On Wednesday I had the privilege of viewing a newly released film that changed my life. It is a documentary on the event which happened four years ago this week when a white supremest shot and killed nine members of Emanuel AME Church in Charleston while they were praying. They were in their weekly Bible study and the murderer joined them, waited until they were done and bowed their heads to pray and that is when he opened fire.
The film doesn’t pay too much attention to the shooter or his motives but rather, focuses on the response and healing since then of the families of the victims.
You remember the story. The perpetrator was arraigned by videoconferencing technology so they wouldn’t have to transport him. They had him on camera and projected this onto a huge screen in the courtroom which was full of the family members of his victims and a judge who was keeping order and informing him the charges against him which included nine counts of first degree murder.
And the family were invited to speak directly to the accused. And the first person who spoke found that she ended up saying words that she did not prepare. A surviving pastor coached the group of family members before this hearing but he only said to “hold their tongues” from expressing anger. Nadine Collier ended up telling Dylan Roof that she forgave him for killing her mother and that she would pray for his soul. Several others in the group followed and ended up saying the same or similar expressions of forgiveness.
Each person interviewed in the documentary of this tragic tale indicated the same thing. I don’t remember the media indicating this fact. All of them had an experience of speaking words that seemed to come suddenly to and through them. Words of forgiveness. Words of hope.
I was left blown away by the power of the spirt at work in this story and none of us ever saw that detail. We were too busy being outraged.
How much does God ask of us toward reconciliation?
Karl Vaters, who has a blog called Pivot on the Christianity Today web site posted a blog on Friday asking this question: “Why do we invest in people who fail us over and over again.?”
And he led the blog with his answer to this question. He said, “We need to invest in people, not because they might do something great some day, but because they’re made in God’s image, and that alone is worth investing in.”
This message struck me as relevant to our readings this morning because we are talking about equality. And, well, on the one hand there is no such thing as equality. Right? I mean I’m no Einstein and even our wonderful Music Director Mason is no Mozart. Some of us have more artistic ability and some of us have more degrees and some of us have more talent for sewing or cooking or skateboarding. So, one way we’re not equal is in our talent.
But we are also not equal in status, wealth and privilege in our culture.
So, let’s look at that for a minute.
Vaters proposed the thesis that we should invest in people more than things. He illustrates this by reminding us of the struggles of Vincent van Gogh. But his point is not so much about Vincent as it is about the relationship of Vincent and his brother, Theo van Gogh.
After reading about their relationship[1] (actually, about Theo’s stubborn insistence on loving his brother, no matter what) Vaters was moved to reaffirm that what we do for other people has value – whether we ever see the results or not.
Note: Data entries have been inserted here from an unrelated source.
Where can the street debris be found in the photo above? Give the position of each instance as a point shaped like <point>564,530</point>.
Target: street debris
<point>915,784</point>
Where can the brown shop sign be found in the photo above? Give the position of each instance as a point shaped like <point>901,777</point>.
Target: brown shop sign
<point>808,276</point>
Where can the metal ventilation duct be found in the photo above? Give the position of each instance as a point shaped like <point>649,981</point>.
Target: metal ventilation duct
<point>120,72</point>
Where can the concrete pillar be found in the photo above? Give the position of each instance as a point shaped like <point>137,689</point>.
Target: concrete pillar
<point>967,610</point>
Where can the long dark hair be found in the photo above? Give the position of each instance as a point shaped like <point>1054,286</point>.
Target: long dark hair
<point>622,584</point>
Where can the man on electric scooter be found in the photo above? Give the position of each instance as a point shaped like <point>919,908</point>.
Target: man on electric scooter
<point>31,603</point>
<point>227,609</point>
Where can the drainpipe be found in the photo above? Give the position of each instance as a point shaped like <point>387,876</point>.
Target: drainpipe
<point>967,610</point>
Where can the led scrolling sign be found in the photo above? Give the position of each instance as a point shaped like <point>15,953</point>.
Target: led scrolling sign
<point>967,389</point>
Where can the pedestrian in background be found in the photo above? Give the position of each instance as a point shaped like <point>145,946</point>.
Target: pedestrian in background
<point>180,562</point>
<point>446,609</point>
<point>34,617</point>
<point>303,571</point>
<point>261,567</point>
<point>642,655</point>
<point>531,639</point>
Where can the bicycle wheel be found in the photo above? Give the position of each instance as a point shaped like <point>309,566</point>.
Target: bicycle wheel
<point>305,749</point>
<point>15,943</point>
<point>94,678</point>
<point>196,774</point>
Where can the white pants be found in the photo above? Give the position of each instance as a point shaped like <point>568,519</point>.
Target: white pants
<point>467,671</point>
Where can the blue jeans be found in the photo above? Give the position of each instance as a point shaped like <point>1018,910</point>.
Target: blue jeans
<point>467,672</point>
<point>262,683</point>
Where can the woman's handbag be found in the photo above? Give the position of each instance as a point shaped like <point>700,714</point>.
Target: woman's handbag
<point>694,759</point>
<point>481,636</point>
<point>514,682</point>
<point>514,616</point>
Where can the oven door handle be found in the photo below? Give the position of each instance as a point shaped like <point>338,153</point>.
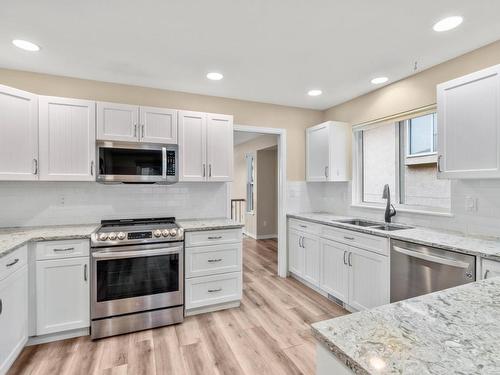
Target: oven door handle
<point>135,254</point>
<point>432,258</point>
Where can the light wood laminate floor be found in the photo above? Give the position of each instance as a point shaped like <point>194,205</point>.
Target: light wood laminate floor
<point>268,334</point>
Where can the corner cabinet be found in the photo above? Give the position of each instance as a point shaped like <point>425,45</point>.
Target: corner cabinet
<point>18,134</point>
<point>328,152</point>
<point>468,110</point>
<point>205,147</point>
<point>130,123</point>
<point>66,139</point>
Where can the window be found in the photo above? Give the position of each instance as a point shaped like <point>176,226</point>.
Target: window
<point>250,182</point>
<point>403,155</point>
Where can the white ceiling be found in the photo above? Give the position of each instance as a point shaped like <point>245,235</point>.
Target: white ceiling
<point>242,137</point>
<point>268,50</point>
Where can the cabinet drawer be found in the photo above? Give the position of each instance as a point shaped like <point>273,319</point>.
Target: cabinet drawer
<point>13,261</point>
<point>304,226</point>
<point>369,242</point>
<point>62,249</point>
<point>212,290</point>
<point>212,237</point>
<point>212,260</point>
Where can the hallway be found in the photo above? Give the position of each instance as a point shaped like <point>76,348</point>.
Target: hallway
<point>268,334</point>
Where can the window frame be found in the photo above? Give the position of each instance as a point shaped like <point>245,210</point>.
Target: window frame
<point>401,135</point>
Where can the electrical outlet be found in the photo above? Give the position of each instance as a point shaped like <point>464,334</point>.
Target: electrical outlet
<point>470,204</point>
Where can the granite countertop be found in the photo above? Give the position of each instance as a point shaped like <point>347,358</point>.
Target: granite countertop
<point>487,248</point>
<point>13,238</point>
<point>455,331</point>
<point>191,225</point>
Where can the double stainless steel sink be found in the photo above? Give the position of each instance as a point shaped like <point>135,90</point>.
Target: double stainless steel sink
<point>373,224</point>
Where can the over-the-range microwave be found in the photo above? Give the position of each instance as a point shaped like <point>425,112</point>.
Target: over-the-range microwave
<point>136,163</point>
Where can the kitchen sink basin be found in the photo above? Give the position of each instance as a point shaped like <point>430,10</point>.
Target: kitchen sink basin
<point>359,222</point>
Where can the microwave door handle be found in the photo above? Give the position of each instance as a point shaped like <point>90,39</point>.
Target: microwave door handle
<point>432,258</point>
<point>164,162</point>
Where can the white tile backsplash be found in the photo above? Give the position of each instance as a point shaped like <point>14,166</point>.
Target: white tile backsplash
<point>336,198</point>
<point>56,203</point>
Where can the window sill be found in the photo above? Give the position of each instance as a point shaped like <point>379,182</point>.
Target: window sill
<point>405,210</point>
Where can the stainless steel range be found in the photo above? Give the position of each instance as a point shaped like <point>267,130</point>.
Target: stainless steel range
<point>137,275</point>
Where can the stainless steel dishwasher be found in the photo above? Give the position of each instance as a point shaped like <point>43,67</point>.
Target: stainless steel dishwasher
<point>418,270</point>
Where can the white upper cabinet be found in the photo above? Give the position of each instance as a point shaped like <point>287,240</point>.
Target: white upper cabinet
<point>220,147</point>
<point>67,139</point>
<point>117,122</point>
<point>205,147</point>
<point>130,123</point>
<point>158,125</point>
<point>328,152</point>
<point>469,125</point>
<point>18,134</point>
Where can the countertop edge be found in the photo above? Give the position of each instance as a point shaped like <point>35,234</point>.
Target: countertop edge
<point>396,236</point>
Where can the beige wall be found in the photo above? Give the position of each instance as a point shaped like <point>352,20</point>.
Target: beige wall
<point>413,92</point>
<point>294,120</point>
<point>238,186</point>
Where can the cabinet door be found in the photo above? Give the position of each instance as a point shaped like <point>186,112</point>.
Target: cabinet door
<point>220,147</point>
<point>490,268</point>
<point>295,253</point>
<point>18,134</point>
<point>62,294</point>
<point>334,269</point>
<point>310,245</point>
<point>67,139</point>
<point>117,122</point>
<point>13,317</point>
<point>192,146</point>
<point>368,279</point>
<point>317,152</point>
<point>158,125</point>
<point>469,125</point>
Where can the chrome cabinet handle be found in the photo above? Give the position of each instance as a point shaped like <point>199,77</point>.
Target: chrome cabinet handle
<point>15,261</point>
<point>214,260</point>
<point>214,237</point>
<point>65,249</point>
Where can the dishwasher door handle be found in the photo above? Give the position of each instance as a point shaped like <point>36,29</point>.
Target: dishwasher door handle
<point>432,258</point>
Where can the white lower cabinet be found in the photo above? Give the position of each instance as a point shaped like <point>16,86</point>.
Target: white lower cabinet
<point>213,278</point>
<point>62,287</point>
<point>13,308</point>
<point>357,276</point>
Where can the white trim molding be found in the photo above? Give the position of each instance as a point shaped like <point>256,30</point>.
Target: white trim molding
<point>282,245</point>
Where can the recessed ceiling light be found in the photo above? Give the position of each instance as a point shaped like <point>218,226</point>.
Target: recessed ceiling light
<point>214,76</point>
<point>25,45</point>
<point>314,92</point>
<point>379,80</point>
<point>448,23</point>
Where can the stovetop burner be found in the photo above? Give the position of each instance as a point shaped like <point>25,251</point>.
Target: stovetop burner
<point>122,232</point>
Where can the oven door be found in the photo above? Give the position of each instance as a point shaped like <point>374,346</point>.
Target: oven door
<point>130,279</point>
<point>122,162</point>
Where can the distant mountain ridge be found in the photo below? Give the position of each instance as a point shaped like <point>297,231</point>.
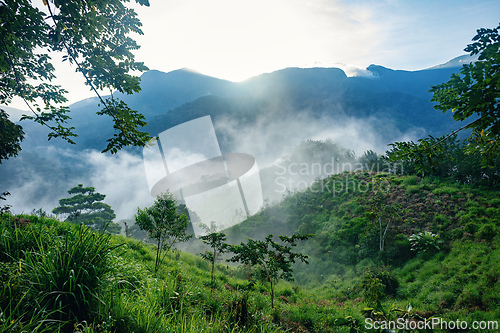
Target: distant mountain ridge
<point>398,98</point>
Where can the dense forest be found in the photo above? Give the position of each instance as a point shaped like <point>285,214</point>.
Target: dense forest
<point>401,241</point>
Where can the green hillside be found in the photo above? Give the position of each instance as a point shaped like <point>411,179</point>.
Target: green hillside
<point>59,276</point>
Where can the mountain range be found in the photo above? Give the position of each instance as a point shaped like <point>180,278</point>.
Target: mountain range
<point>265,116</point>
<point>394,101</point>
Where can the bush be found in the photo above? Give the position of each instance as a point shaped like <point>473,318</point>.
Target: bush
<point>425,242</point>
<point>486,232</point>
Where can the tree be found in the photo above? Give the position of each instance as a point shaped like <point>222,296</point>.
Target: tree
<point>216,242</point>
<point>274,259</point>
<point>85,207</point>
<point>93,35</point>
<point>164,224</point>
<point>475,93</point>
<point>11,136</point>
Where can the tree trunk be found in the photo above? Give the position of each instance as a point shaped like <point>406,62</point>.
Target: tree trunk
<point>157,256</point>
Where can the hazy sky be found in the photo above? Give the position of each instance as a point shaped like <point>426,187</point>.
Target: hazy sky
<point>237,39</point>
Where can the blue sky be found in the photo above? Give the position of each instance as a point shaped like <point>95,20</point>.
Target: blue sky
<point>237,39</point>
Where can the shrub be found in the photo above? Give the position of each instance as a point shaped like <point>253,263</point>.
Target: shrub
<point>486,232</point>
<point>425,242</point>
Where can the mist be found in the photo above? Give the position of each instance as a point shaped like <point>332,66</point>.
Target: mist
<point>38,179</point>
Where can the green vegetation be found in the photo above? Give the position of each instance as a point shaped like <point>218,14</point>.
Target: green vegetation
<point>101,52</point>
<point>164,225</point>
<point>62,276</point>
<point>85,207</point>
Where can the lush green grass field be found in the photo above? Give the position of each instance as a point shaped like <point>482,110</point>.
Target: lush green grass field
<point>63,277</point>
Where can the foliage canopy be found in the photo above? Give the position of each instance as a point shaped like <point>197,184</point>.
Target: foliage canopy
<point>475,93</point>
<point>164,224</point>
<point>85,207</point>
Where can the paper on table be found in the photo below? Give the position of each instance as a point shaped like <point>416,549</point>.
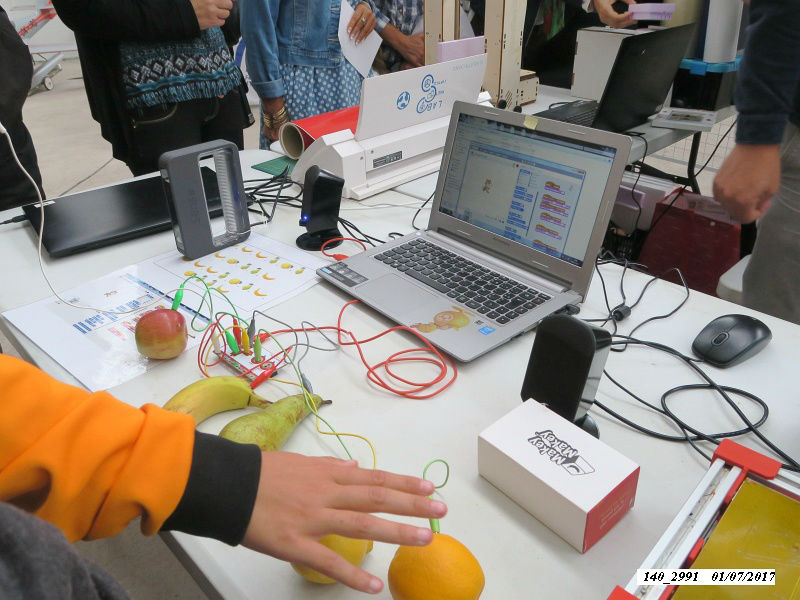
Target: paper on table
<point>362,55</point>
<point>98,347</point>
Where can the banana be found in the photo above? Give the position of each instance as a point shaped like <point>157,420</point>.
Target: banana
<point>207,397</point>
<point>271,427</point>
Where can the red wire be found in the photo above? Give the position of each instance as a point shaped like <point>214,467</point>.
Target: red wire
<point>381,374</point>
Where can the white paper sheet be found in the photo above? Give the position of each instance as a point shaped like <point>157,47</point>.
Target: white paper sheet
<point>98,347</point>
<point>362,55</point>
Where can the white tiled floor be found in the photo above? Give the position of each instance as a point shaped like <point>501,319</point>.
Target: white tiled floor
<point>70,149</point>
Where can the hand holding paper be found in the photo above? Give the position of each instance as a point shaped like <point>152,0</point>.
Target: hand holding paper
<point>358,53</point>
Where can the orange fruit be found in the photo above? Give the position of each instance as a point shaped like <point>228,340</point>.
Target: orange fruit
<point>353,550</point>
<point>443,570</point>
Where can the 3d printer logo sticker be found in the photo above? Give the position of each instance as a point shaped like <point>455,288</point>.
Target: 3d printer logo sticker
<point>403,100</point>
<point>560,453</point>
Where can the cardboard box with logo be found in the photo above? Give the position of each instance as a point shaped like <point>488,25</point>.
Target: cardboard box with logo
<point>572,482</point>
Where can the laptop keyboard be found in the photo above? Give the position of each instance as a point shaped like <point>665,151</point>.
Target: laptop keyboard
<point>485,291</point>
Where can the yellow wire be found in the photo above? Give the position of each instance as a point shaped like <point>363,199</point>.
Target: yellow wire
<point>313,408</point>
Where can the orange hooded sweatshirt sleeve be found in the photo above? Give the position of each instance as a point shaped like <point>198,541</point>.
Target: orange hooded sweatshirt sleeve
<point>89,463</point>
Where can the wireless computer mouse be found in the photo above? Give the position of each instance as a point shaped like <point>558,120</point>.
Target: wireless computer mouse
<point>730,339</point>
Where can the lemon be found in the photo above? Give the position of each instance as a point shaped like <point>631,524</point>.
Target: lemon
<point>352,550</point>
<point>443,570</point>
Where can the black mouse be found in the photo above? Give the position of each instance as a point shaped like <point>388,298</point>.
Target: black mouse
<point>730,339</point>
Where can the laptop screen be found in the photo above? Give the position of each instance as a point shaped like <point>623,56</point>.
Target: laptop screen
<point>534,188</point>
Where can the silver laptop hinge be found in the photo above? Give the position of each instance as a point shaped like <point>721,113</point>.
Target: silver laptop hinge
<point>502,265</point>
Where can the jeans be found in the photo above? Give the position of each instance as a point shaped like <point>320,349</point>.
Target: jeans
<point>158,129</point>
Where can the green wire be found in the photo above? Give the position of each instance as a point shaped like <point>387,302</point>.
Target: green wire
<point>309,402</point>
<point>435,522</point>
<point>210,301</point>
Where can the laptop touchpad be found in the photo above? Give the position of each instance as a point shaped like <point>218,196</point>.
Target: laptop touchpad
<point>396,296</point>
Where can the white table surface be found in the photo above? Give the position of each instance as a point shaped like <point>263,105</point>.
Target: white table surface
<point>520,557</point>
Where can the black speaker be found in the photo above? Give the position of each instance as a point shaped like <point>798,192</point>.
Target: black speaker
<point>565,367</point>
<point>319,214</point>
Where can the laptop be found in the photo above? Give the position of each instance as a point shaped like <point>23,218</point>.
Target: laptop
<point>519,214</point>
<point>637,87</point>
<point>109,215</point>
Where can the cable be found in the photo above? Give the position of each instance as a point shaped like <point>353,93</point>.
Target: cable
<point>339,239</point>
<point>622,310</point>
<point>89,176</point>
<point>682,189</point>
<point>414,218</point>
<point>40,204</point>
<point>636,181</point>
<point>17,219</point>
<point>750,427</point>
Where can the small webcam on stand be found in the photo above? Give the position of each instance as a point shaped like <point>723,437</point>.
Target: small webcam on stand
<point>319,214</point>
<point>565,367</point>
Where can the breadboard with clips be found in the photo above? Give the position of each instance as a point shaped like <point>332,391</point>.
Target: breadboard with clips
<point>685,118</point>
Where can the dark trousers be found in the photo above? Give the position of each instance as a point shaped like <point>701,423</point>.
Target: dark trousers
<point>16,70</point>
<point>15,188</point>
<point>158,129</point>
<point>552,59</point>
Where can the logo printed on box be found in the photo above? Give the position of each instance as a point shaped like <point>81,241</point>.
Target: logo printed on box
<point>560,452</point>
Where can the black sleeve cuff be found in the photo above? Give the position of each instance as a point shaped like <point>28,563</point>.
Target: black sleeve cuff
<point>221,491</point>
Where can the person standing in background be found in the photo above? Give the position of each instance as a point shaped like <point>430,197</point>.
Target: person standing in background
<point>295,60</point>
<point>16,71</point>
<point>760,178</point>
<point>550,33</point>
<point>396,20</point>
<point>159,74</point>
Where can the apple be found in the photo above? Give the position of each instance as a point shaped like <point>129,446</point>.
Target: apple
<point>161,333</point>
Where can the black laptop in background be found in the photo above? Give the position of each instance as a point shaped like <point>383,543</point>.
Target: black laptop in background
<point>111,214</point>
<point>643,71</point>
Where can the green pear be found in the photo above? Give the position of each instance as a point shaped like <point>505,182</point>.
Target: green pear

Here’s a shortened version of the story of the van Gogh brothers.
(And a quick disclaimer: Obviously, everyone has potential. The point of the title and of this article is to invest in people whether we see that potential or not.)
Vincent van Gogh was a lousy painter. He had no talent, no promise, and no potential. He lived his entire adult life with severe mental illness, emotional, social and financial problems. He had only two things going for him. A passion to keep painting, and a brother who loved and supported him.
While art lovers today study, celebrate and learn from the ground-breaking work of Vincent van Gogh, we should all be striving to be more like his brother Theo than like Vincent. It is not an understatement to say that, without Theo van Gogh, no one today would remember the name Vincent van Gogh. We would have none of his paintings and none of the lessons learned from them. But, more than that, without Theo van Gogh, Vincent’s life would have been even harder and certainly much shorter than it was.
Vaters said, “No one should strive to be like Vincent van Gogh. He lived a life of misery, poverty, immorality and insanity. Outside of his paintings, he is most famously known for one act – cutting off his own ear. Why? No one really knows, because he was never able to explain it, even to himself.”
“Vincent van Gogh sold only one painting in his entire lifetime. If it had not been for Theo, who not only encouraged him to paint, but sent money every month for him to live on (money that Theo himself could barely afford) Vincent would have starved to death.”
“So why did Theo invest in someone with so little promise and no visible potential?”
“Theo simply loved his brother. So he supported him to do the only thing he was passionate about. Theo van Gogh literally invested his time, money, patience and loving support into someone that no one, including he, thought had any promise, any potential, or any possibility of producing anything of value.”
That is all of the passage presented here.